Lethality, Clinical Symptoms and Body weight:

In 2000 mg/kg bw 4-Nitrophenyl phosphate disodium salt (CAS No 4264-83-9) dose group, three rats died on the treatment day between 30 minutes and 1 hour after the treatment. Three rats survived until the end of the 14-day observation period in the same dose group.

All rats treated with 300 mg/kg bw dose of test item survived until the end of the 14-day observation period.

In the first step, CNS symptoms (decreased activity, tonic convulsion, vocalisation), disturbances of autonomic functions (tachycardia, dyspnoea), disturbances of coordination (prone position, incoordination, abnormal gait), decreased righting reflex and decreased muscular tension (body-, abdominal- and grip and limb tone) were observed in animals on the treatment day between 30 minutes and 4 hours after the treatment.

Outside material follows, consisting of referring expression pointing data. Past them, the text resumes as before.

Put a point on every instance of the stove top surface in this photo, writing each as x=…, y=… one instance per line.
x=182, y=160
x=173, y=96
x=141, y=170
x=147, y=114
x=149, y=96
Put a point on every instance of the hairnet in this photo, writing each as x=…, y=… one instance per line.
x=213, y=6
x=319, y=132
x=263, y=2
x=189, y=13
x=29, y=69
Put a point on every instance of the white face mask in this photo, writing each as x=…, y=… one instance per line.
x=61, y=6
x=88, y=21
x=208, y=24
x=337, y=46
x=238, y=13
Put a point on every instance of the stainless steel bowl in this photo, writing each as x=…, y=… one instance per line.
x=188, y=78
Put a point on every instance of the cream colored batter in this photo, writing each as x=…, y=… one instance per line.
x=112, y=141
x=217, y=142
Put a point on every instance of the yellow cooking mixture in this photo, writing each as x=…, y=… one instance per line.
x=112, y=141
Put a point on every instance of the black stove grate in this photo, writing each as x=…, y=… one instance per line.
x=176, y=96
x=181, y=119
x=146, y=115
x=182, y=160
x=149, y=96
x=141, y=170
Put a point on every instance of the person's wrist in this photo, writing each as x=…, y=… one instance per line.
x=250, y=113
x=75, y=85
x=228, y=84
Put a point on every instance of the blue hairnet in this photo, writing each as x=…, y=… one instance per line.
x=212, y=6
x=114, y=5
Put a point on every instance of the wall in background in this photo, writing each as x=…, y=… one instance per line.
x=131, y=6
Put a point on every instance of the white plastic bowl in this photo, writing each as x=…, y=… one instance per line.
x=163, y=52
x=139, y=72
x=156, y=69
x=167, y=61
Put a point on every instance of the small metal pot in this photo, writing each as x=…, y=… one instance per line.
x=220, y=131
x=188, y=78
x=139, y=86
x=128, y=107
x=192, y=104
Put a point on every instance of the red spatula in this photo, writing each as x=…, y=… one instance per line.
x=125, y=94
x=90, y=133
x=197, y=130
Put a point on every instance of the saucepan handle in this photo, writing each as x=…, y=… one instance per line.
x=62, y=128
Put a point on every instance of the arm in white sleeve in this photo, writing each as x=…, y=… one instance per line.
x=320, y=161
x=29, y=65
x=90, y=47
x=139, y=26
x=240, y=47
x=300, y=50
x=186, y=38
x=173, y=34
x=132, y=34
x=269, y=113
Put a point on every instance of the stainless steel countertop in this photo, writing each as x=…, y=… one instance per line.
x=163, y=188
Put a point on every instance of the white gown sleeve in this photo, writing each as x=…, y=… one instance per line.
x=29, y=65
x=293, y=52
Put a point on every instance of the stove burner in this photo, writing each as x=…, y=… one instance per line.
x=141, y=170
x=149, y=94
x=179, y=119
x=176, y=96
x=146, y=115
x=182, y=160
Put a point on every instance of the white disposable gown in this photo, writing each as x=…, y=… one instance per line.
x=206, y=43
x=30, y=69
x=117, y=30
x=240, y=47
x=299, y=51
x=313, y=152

In the second step, CNS symptoms (decreased activity, tonic convulsion), disturbances of autonomic functions (tachycardia, dyspnoea), disturbances of coordination (prone position, incoordination, abnormal gait), decreased righting reflex and decreased muscular tension (body-, abdominal- and grip and limb tone) were observed in animals on the treatment day between 30 minutes and 4 hours after the treatment.

In the third and fourth step, no clinical symptoms were observed on the day of the treatment and during the 14-day observation period, the general state and behaviour of experimental animals were normal.

A body weight loss was observed in two females of group 1(2000 mg/kg bw) on the second week. This body weight loss was not strong and the body weight of animal exceeded the original body weight by the end of study, thus it can be evaluated as an individual variation without toxicological meaning.

The mean body weight of 300 mg/kg bw groups corresponded to their species and age throughout the study.

Gross Pathology:

Three animals treated with 2000 mg/kg bw dose died spontaneously during the study. Three animals of the same dose and six animals of the 300 mg/kg dose were sacrificed as scheduled during the study. All organs of all experimental animals treated with 2000 mg/kg bw or 300 mg/kg bw dose proved to be free of treatment related gross pathological changes.

Evaluation:

The method used is not intended to allow the calculation of a precise LD50 value.

The test item was ranked into classes of Globally Harmonized Classification System (GHS) described in the OECD Guideline No. 423 as below:

Dose (mg/kg bw)	Mortality (dead/treated)	LD50 (mg/kg bw)	GHS category
300	0/6	between 300 and 2000	4

The test item was ranked into classes of the current EU Regulation on classification, labeling and packaging (CLP) (EC) No 1272/2008 as below:

Dose (mg/kg bw)	Mortality (dead/treated)	LD50 (mg/kg bw)	CLP category
300	0/6	between 300 and 2000	4

In conclusion, the LD50 of the test item 4-Nitrophenyl phosphate disodium salt (CAS No No 4264-83-9) ) is between 300 mg/kg and 2000 mg/kg bodyweight by oral route in the rat.